In his essay “Resistance to Civil Government,” Henry Thoreau writes that we are like plants in that we need freedom, warmth and nourishment to thrive, and he excoriates the governmental entities that often rob us of those life-sustaining needs. Thoreau doesn’t say much, though, about expressing gratitude toward those individuals and groups who have given us what we need to succeed.

Similarly, I’m quick to think and write about, say, the worst English teacher I’ve ever had—a man I detested—but slower to acknowledge all the good and great English teachers I had before and after him, from my own mother, who taught me to read, and my sister, who taught me to write (left-handed, though I’m a natural righty) to numerous colleagues who taught me many things about teaching English and living life throughout my career in public education.

It wasn’t coincidental that my best high school English teacher immediately followed my worst teacher. She wasn’t my favorite simply because she was young, pretty and nice, while he had been old, ugly and mean. It wasn’t because she introduced me to the writings of the famous novelist who later became my mentor through our correspondence of about 10 years. She had me with her first note on my first essay.

On the first day of class that junior year, she asked us “advanced” students (which now included, again, my friend who had been kicked out of the mean teacher’s class the previous year) to take out one clean sheet of notebook paper and our freshly-sharpened #2 pencils, and to take the next several minutes—I forget exactly how long—to introduce ourselves to her. I think I wrote one paragraph, maybe two.

When she returned my paper the next day, her cursive notation below my writing began: “Rahn, you express yourself well in writing.” One other short comment gave me assurance not to worry about a specific concern that I had expressed in my paragraph.

I didn’t take that paper home and tape it to the refrigerator door, and if I saved it, I haven’t seen it again since I cleaned out my locker at the end of that school year well over four decades ago. I don’t need that sheet of paper, though, because I’ve always remembered that first sentence of encouragement word for word. It’s the first thought that comes to mind when I doubt myself as a writer.

So why didn’t I write about that beautiful teacher—whose guidance and encouragement I came to love—before I wrote about the English teacher I hated? I have told her in person how important she was to me, but it took me years to do so.

Without getting into an analysis of ever-changing cultural values and societal pressures, the words hate and love aren’t used in the same way to express the opposing passions they’re supposed to symbolize. In retired English teacher terms, which is how I think about almost everything now, the difference has to do with the person or perspective, as in first-person, second-person or third-person point of view.

We’re much quicker to say, “I hate him,” or “I hate Donald Trump,” or “I hate Hillary Clinton,” all of those sentences with third-person objects, than we are to say, “I love you,” in the second person.

Isn’t it always easier to express antipathy toward someone when they’re out of earshot than it is to state our affection directly to the people we love, especially to those who might be unpopular or difficult to openly adore? I think so.

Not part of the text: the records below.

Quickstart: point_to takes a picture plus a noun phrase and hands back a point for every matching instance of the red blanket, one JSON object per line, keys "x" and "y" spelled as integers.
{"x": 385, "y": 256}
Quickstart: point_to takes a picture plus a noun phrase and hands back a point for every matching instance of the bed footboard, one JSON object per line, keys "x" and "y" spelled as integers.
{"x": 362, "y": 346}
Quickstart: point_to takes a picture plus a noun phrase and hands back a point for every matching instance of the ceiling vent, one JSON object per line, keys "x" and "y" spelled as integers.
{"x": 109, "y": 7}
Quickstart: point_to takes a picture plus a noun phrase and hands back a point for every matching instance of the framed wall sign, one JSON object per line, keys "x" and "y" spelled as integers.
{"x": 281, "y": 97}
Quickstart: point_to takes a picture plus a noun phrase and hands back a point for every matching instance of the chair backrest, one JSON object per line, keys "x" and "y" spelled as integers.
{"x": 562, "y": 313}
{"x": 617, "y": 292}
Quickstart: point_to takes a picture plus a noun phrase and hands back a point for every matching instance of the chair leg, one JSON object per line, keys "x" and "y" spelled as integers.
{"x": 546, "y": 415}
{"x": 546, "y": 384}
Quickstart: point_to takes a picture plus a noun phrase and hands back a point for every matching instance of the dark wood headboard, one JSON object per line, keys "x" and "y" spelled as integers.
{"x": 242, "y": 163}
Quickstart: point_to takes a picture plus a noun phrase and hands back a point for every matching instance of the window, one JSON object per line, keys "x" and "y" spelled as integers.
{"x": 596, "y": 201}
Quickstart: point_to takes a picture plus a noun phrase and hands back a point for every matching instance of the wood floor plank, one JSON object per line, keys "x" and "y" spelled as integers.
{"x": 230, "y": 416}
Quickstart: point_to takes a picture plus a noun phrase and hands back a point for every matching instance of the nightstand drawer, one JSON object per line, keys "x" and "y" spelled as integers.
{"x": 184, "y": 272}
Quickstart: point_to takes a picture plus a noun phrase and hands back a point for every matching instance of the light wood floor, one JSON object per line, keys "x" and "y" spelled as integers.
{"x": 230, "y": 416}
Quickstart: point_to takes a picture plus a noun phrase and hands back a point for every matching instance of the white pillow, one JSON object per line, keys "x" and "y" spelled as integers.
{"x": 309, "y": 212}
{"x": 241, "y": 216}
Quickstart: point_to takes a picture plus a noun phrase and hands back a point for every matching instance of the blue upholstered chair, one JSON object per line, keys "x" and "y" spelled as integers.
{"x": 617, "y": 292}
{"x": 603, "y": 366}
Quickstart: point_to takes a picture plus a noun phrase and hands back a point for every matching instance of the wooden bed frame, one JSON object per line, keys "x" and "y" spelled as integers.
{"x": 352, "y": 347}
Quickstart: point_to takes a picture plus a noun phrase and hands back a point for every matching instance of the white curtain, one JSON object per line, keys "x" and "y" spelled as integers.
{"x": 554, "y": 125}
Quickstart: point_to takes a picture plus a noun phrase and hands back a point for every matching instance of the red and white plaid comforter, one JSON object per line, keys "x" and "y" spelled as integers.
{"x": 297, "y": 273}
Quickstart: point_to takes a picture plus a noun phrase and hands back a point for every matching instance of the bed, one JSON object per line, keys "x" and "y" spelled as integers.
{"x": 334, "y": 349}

And that doesn’t even take into consideration the diluted meanings of those two overused words—hate and love—which range from one jalapeno pepper to five habaneros on the red-hot chili pepper passion meter. I might say in jest, “I hate you,” to an enviable friend, or, “I just love that lying scoundrel,” after watching a late-night monologue. And you know exactly what I mean.

It ain’t easy to speak English good so’s your always understood. [sic]

So maybe I need to keep things simple. And maybe I need to learn how to say, “I love you,” as quickly as I can say, “I hate him.” Maybe some of the people I love need to be assured of my affection, sooner rather than later.

And maybe I don’t need to say, “I hate him,” at all, even if that’s how I feel. Why not? Because he won’t hear me, anyway, not unless I’m brave enough to say it to his face.

It’s one thing to speak the truth. It’s another thing to be heard.